Forcément résigné à mon sort, j’ai repris peu à peu mes forces, espérant chaque jour obtenir du maquignon quelques renseignements sur mes enfants… Je les lui avais dépeints le plus soigneusement possible ; il me répondait toujours que, parmi les petits captifs qu’il avait vus, il n’en connaissait pas de semblables au signalement que je lui donnais, mais que plusieurs marchands avaient l’habitude de cacher à tous les yeux leurs esclaves de choix jusqu’au jour de la vente publique. Il m’apprit aussi que le noble seigneur Trymalcion, cet homme qui achetait les enfants, et dont le nom seul me faisait frémir d’horreur, était arrivé à Vannes sur sa galère.

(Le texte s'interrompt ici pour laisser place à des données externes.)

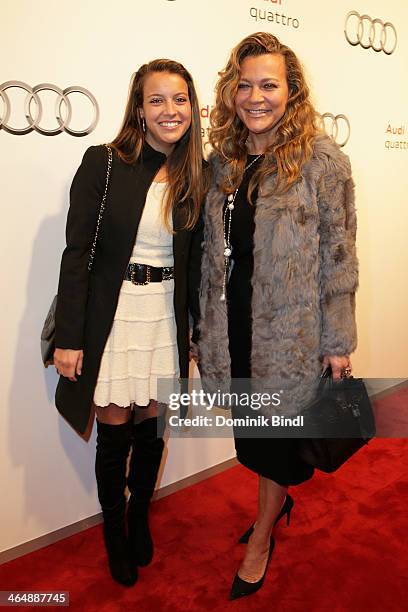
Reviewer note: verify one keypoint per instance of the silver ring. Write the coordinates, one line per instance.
(366, 37)
(34, 118)
(334, 128)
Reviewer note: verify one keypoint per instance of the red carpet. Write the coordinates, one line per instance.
(345, 549)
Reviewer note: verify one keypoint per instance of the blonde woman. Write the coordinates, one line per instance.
(279, 269)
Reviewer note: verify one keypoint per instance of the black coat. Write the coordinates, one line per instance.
(87, 300)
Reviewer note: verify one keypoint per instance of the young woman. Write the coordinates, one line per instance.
(281, 209)
(123, 325)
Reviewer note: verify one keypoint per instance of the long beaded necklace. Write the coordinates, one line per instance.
(226, 223)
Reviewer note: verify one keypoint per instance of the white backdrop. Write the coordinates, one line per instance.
(45, 469)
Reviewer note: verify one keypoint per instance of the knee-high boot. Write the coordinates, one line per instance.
(147, 450)
(112, 449)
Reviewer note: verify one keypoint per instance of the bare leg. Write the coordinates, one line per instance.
(113, 414)
(271, 497)
(141, 413)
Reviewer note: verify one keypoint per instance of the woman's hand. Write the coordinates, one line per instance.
(68, 362)
(340, 365)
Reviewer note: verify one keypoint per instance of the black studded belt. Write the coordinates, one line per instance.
(142, 274)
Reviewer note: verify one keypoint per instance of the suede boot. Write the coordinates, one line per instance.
(112, 449)
(147, 450)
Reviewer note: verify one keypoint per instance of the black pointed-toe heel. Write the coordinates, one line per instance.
(241, 588)
(286, 509)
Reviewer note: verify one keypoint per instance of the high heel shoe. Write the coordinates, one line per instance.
(241, 588)
(286, 509)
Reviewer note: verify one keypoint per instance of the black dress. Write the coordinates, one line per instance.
(274, 458)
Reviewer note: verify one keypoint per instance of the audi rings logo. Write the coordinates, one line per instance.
(336, 126)
(370, 33)
(34, 111)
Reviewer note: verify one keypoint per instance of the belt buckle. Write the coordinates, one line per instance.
(167, 273)
(136, 271)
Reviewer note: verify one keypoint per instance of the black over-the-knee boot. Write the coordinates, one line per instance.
(147, 449)
(112, 449)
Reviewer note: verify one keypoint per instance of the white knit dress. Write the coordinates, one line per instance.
(142, 344)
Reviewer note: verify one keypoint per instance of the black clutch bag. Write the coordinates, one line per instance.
(339, 422)
(48, 330)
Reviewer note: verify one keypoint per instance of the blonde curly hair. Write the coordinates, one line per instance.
(293, 144)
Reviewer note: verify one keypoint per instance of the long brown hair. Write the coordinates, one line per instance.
(184, 164)
(293, 144)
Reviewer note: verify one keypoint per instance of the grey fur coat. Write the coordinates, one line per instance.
(304, 280)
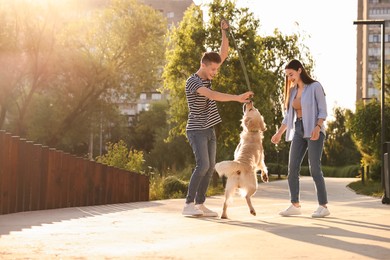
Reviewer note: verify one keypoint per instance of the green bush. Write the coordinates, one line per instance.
(173, 187)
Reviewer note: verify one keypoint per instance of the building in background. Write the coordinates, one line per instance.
(173, 10)
(369, 47)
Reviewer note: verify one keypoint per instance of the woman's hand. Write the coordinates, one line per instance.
(316, 133)
(245, 97)
(224, 25)
(276, 138)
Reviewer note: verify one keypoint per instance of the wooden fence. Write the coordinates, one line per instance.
(35, 177)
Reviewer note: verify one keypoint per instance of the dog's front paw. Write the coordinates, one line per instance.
(264, 177)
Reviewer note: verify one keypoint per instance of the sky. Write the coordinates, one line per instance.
(330, 37)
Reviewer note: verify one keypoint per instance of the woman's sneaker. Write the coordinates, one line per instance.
(290, 211)
(190, 210)
(321, 212)
(206, 212)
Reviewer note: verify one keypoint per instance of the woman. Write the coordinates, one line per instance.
(306, 112)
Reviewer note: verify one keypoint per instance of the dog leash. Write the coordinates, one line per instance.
(239, 56)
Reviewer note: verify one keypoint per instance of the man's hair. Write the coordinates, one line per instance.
(211, 56)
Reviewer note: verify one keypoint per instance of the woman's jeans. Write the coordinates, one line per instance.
(298, 148)
(204, 147)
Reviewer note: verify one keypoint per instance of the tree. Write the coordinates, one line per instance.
(365, 126)
(262, 58)
(65, 74)
(339, 149)
(118, 155)
(117, 53)
(26, 56)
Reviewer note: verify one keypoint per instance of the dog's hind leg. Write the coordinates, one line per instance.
(229, 192)
(249, 201)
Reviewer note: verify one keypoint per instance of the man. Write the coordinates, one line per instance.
(203, 116)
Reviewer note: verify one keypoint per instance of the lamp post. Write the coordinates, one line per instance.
(383, 26)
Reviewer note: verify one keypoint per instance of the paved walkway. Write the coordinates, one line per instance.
(358, 228)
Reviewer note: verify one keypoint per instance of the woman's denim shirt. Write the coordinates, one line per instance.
(313, 104)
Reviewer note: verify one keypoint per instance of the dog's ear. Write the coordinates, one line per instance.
(248, 123)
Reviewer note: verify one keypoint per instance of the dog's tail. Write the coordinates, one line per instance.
(227, 168)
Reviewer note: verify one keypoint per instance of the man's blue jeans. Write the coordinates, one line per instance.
(204, 147)
(298, 148)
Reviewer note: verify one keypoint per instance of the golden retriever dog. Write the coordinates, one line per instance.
(241, 173)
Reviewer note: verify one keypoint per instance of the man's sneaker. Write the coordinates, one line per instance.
(190, 210)
(290, 211)
(321, 212)
(206, 212)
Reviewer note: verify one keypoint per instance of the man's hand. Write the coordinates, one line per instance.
(245, 97)
(224, 25)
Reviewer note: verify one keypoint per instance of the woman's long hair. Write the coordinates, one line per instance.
(306, 79)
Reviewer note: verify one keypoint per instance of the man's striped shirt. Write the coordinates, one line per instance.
(203, 112)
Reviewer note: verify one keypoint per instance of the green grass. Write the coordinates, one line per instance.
(369, 188)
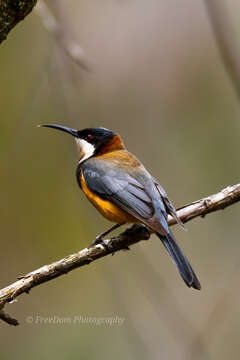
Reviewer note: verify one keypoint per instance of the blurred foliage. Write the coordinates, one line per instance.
(157, 80)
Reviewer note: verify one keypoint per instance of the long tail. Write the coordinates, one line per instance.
(180, 260)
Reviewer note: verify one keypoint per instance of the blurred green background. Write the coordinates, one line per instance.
(156, 78)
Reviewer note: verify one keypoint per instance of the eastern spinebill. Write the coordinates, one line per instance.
(123, 191)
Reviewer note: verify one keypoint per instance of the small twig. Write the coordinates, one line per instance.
(132, 235)
(70, 47)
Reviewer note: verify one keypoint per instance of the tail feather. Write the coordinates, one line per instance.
(180, 261)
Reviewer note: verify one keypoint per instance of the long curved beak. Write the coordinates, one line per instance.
(70, 131)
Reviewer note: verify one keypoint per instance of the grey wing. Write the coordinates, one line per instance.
(121, 189)
(169, 206)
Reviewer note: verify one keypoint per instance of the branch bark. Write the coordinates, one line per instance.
(130, 236)
(11, 12)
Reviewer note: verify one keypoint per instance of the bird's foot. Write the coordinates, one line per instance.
(98, 240)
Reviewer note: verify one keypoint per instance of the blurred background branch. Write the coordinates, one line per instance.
(11, 12)
(55, 28)
(132, 235)
(226, 39)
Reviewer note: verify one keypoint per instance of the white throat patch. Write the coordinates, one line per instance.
(85, 149)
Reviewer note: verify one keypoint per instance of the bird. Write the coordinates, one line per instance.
(123, 191)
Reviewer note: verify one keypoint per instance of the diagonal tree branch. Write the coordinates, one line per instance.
(132, 235)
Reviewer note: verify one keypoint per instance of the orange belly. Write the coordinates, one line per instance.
(106, 208)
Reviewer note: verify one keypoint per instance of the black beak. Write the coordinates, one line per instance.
(70, 131)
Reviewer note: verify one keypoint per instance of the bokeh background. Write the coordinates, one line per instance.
(157, 78)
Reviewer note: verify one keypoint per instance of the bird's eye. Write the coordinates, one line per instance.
(89, 137)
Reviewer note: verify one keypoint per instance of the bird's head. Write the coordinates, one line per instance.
(92, 141)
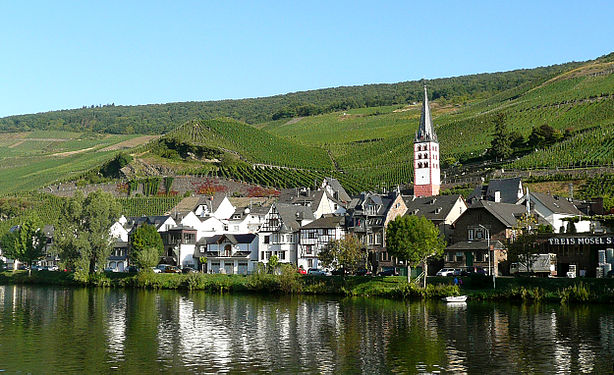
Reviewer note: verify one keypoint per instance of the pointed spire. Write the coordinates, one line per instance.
(426, 132)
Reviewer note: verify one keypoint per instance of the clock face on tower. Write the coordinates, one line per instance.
(426, 155)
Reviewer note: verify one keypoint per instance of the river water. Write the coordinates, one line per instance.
(66, 330)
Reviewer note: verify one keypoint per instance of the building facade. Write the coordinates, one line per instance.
(427, 175)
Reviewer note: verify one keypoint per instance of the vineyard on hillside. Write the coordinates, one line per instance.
(46, 208)
(254, 145)
(600, 186)
(288, 178)
(587, 149)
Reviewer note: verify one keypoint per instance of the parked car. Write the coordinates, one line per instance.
(445, 272)
(338, 272)
(363, 272)
(388, 272)
(460, 272)
(172, 269)
(318, 272)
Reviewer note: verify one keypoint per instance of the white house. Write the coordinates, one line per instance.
(554, 209)
(279, 234)
(314, 237)
(229, 253)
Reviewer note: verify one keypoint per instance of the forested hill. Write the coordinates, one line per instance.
(161, 118)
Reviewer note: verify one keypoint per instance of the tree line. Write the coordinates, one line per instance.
(161, 118)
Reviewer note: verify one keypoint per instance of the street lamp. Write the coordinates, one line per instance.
(490, 270)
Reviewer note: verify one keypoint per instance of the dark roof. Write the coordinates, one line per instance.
(325, 222)
(232, 238)
(383, 201)
(291, 214)
(508, 188)
(433, 208)
(426, 131)
(474, 245)
(156, 221)
(556, 204)
(508, 214)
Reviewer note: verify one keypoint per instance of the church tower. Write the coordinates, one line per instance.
(426, 155)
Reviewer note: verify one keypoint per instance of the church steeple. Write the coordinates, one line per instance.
(426, 131)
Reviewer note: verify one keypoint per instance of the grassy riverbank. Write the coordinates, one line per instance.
(476, 288)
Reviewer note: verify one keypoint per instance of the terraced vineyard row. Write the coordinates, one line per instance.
(592, 148)
(46, 208)
(253, 145)
(600, 186)
(288, 178)
(139, 206)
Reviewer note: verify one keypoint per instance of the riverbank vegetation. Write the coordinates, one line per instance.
(479, 288)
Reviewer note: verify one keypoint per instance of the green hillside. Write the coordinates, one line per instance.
(161, 118)
(29, 160)
(362, 135)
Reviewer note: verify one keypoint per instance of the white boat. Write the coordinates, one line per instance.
(454, 299)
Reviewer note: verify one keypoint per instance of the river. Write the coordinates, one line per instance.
(79, 330)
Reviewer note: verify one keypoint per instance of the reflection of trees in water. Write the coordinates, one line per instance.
(137, 331)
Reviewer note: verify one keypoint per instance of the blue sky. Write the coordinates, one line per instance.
(67, 54)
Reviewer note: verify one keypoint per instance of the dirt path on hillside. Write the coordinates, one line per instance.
(130, 143)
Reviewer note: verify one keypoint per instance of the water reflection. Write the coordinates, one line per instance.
(46, 330)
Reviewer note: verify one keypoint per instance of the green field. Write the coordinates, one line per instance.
(30, 160)
(362, 135)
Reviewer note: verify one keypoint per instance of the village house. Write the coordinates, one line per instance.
(320, 201)
(554, 210)
(442, 210)
(506, 190)
(314, 237)
(230, 254)
(279, 234)
(368, 217)
(482, 234)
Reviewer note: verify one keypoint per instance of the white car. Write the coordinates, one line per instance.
(445, 272)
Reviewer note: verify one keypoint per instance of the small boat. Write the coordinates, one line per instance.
(454, 299)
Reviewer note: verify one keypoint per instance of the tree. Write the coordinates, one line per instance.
(146, 247)
(501, 144)
(82, 238)
(346, 253)
(524, 248)
(273, 262)
(25, 244)
(413, 239)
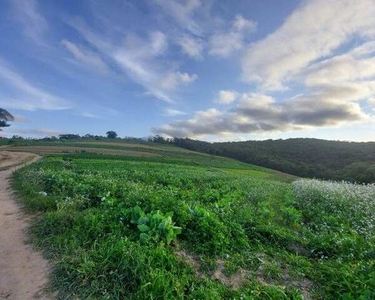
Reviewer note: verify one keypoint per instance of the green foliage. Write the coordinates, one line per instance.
(131, 228)
(303, 157)
(154, 226)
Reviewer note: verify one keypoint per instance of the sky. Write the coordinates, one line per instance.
(213, 70)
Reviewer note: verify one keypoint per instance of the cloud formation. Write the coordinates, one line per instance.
(141, 59)
(226, 97)
(261, 113)
(33, 23)
(304, 51)
(85, 56)
(224, 43)
(25, 95)
(314, 30)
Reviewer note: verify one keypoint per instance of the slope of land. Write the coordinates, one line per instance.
(302, 157)
(22, 270)
(185, 225)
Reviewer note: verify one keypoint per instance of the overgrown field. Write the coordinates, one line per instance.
(121, 228)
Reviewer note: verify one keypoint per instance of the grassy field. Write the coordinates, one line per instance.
(182, 225)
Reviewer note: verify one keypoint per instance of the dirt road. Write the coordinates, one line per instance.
(22, 270)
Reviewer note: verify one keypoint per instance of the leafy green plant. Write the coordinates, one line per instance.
(154, 226)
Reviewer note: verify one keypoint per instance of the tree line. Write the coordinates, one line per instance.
(315, 158)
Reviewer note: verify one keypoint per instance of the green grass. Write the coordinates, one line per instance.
(3, 141)
(193, 227)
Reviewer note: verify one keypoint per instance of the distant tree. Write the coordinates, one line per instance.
(111, 134)
(5, 117)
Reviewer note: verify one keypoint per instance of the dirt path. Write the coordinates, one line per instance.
(22, 270)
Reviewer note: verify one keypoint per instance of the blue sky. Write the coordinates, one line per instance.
(213, 69)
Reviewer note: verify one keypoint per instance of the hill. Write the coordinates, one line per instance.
(302, 157)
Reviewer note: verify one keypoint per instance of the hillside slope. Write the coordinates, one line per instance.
(302, 157)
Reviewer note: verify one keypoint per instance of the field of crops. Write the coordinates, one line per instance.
(159, 228)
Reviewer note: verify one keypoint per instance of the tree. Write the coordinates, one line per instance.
(5, 117)
(111, 134)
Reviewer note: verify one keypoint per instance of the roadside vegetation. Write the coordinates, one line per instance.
(194, 226)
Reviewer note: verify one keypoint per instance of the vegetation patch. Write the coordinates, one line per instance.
(154, 228)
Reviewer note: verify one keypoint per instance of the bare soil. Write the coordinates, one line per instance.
(23, 271)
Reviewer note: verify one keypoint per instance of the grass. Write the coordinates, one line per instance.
(197, 227)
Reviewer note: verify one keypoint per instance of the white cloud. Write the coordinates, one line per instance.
(349, 67)
(141, 59)
(170, 112)
(33, 23)
(85, 56)
(173, 79)
(312, 31)
(183, 13)
(191, 46)
(25, 95)
(226, 97)
(225, 43)
(256, 113)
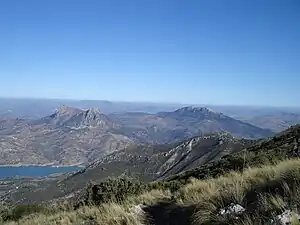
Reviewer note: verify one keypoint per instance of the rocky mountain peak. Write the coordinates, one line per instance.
(67, 110)
(78, 118)
(192, 111)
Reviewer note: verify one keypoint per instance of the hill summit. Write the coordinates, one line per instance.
(79, 118)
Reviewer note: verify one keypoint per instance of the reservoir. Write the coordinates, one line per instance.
(34, 171)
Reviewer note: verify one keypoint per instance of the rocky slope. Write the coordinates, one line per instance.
(146, 162)
(276, 122)
(166, 127)
(73, 136)
(69, 136)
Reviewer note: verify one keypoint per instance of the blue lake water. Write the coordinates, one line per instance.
(34, 171)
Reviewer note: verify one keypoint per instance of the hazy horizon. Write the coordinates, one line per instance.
(233, 53)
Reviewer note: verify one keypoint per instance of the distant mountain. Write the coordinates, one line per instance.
(166, 127)
(78, 118)
(146, 162)
(71, 135)
(276, 121)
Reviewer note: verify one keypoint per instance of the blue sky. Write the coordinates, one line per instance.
(235, 52)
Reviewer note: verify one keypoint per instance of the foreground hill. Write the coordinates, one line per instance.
(276, 122)
(76, 136)
(69, 136)
(148, 163)
(265, 194)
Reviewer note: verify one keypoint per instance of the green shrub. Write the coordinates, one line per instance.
(20, 211)
(113, 190)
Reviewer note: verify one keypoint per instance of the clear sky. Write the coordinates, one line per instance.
(237, 52)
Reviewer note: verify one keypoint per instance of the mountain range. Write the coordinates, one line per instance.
(77, 136)
(199, 157)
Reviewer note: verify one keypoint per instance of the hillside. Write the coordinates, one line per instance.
(263, 190)
(76, 136)
(183, 123)
(69, 136)
(148, 163)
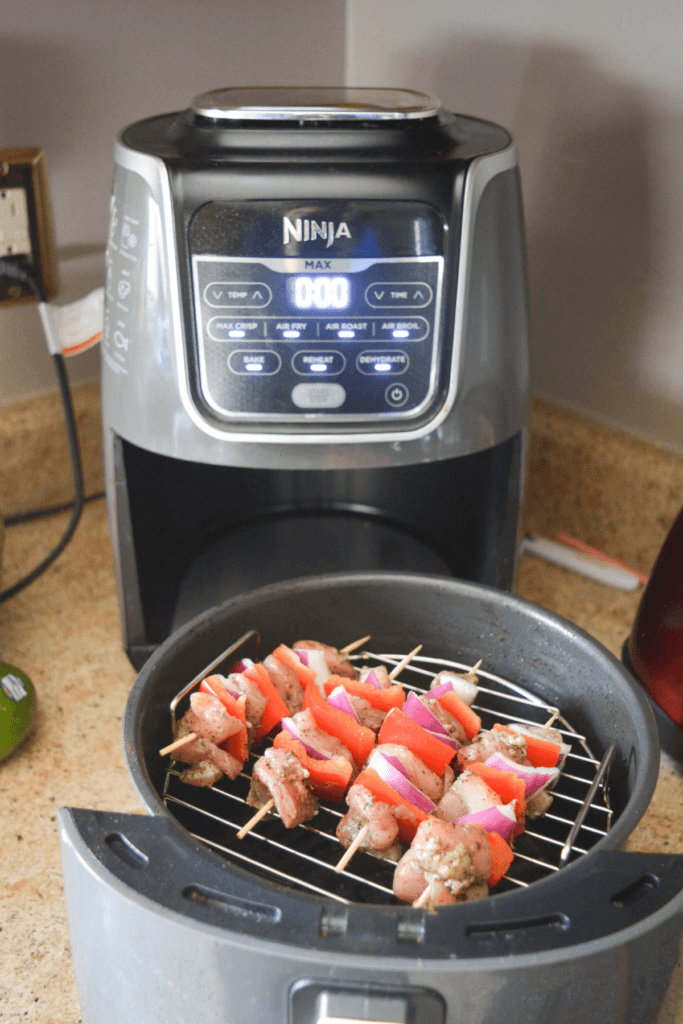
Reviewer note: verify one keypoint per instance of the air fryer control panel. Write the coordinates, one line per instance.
(317, 310)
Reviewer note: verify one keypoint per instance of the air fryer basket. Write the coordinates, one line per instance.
(543, 653)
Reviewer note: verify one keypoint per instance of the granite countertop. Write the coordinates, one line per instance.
(612, 492)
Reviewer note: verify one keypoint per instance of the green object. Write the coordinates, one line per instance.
(17, 700)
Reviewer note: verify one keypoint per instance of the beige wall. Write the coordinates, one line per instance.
(76, 72)
(593, 92)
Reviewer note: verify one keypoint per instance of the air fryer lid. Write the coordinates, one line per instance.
(537, 649)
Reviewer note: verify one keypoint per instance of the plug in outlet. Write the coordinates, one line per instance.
(26, 224)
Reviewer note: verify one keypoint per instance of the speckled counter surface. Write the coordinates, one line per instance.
(610, 491)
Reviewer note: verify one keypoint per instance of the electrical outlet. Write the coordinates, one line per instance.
(26, 224)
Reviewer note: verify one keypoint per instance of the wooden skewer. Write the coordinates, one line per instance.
(473, 671)
(421, 900)
(407, 660)
(261, 813)
(351, 850)
(345, 651)
(177, 743)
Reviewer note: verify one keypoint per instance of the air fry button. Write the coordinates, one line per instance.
(398, 294)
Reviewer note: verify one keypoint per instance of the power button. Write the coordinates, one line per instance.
(396, 395)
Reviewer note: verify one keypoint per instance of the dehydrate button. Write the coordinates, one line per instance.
(380, 364)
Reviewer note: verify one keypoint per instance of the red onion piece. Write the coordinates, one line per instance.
(393, 777)
(312, 752)
(415, 709)
(501, 818)
(536, 779)
(339, 699)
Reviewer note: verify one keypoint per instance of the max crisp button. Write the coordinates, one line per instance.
(318, 395)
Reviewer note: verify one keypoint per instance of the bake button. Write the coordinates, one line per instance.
(254, 363)
(323, 364)
(318, 395)
(396, 395)
(380, 364)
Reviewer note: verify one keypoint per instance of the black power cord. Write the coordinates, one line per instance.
(19, 272)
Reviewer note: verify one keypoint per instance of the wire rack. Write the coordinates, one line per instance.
(305, 857)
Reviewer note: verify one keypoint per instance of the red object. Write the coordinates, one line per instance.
(398, 728)
(507, 784)
(290, 657)
(654, 649)
(238, 743)
(356, 737)
(541, 753)
(275, 710)
(390, 696)
(328, 779)
(381, 791)
(501, 858)
(470, 721)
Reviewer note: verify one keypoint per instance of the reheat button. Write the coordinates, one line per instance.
(322, 364)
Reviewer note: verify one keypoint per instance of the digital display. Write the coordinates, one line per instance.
(319, 292)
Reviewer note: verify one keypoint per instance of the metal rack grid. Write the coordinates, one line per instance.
(305, 857)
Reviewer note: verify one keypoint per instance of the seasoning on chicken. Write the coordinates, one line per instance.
(287, 683)
(465, 686)
(377, 818)
(314, 738)
(488, 742)
(256, 701)
(431, 784)
(468, 795)
(209, 719)
(279, 775)
(337, 665)
(371, 717)
(208, 758)
(449, 721)
(453, 860)
(381, 676)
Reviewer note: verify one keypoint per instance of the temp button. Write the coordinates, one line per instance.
(318, 395)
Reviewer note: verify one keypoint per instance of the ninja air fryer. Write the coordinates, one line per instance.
(314, 349)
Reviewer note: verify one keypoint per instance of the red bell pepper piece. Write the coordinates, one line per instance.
(238, 743)
(470, 721)
(290, 657)
(409, 820)
(390, 696)
(509, 786)
(354, 736)
(328, 779)
(501, 858)
(398, 728)
(275, 710)
(541, 753)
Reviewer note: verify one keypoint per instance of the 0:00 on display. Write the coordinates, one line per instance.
(318, 293)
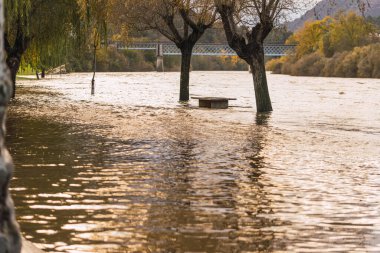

Après quinze jours de captivité vint le moment de la vente.

La veille, le maquignon entra dans ma prison : c’était le soir ; il me présenta lui-même mon repas, et y assista. Il avait, en outre, apporté un flacon de vieux vin des Gaules.

— Ami Taureau, — m’a-t-il dit avec sa jovialité habituelle, — je suis content de toi ; ta peau s’est à peu près remplie ; tu n’as plus d’emportements insensés et, si tu ne te montres pas très-joyeux, du moins je ne te trouve plus triste et larmoyant… Nous allons boire ensemble ce flacon à ton heureux placement chez un bon maître, et au gain que tu me produiras.

— Non, — ai-je répondu ; — je ne boirai pas…

— Pourquoi cela ?

— La servitude rend le vin amer… et surtout le vin du pays où l’on est né.

Le maquignon m’a regardé un air fâché.

— Tu réponds mal à mes bontés ; tu ne veux pas boire… libre à toi… Je voulais vider une première coupe à ton heureux placement, et la seconde à ton rapprochement de tes enfants : j’avais une bonne raison pour cela.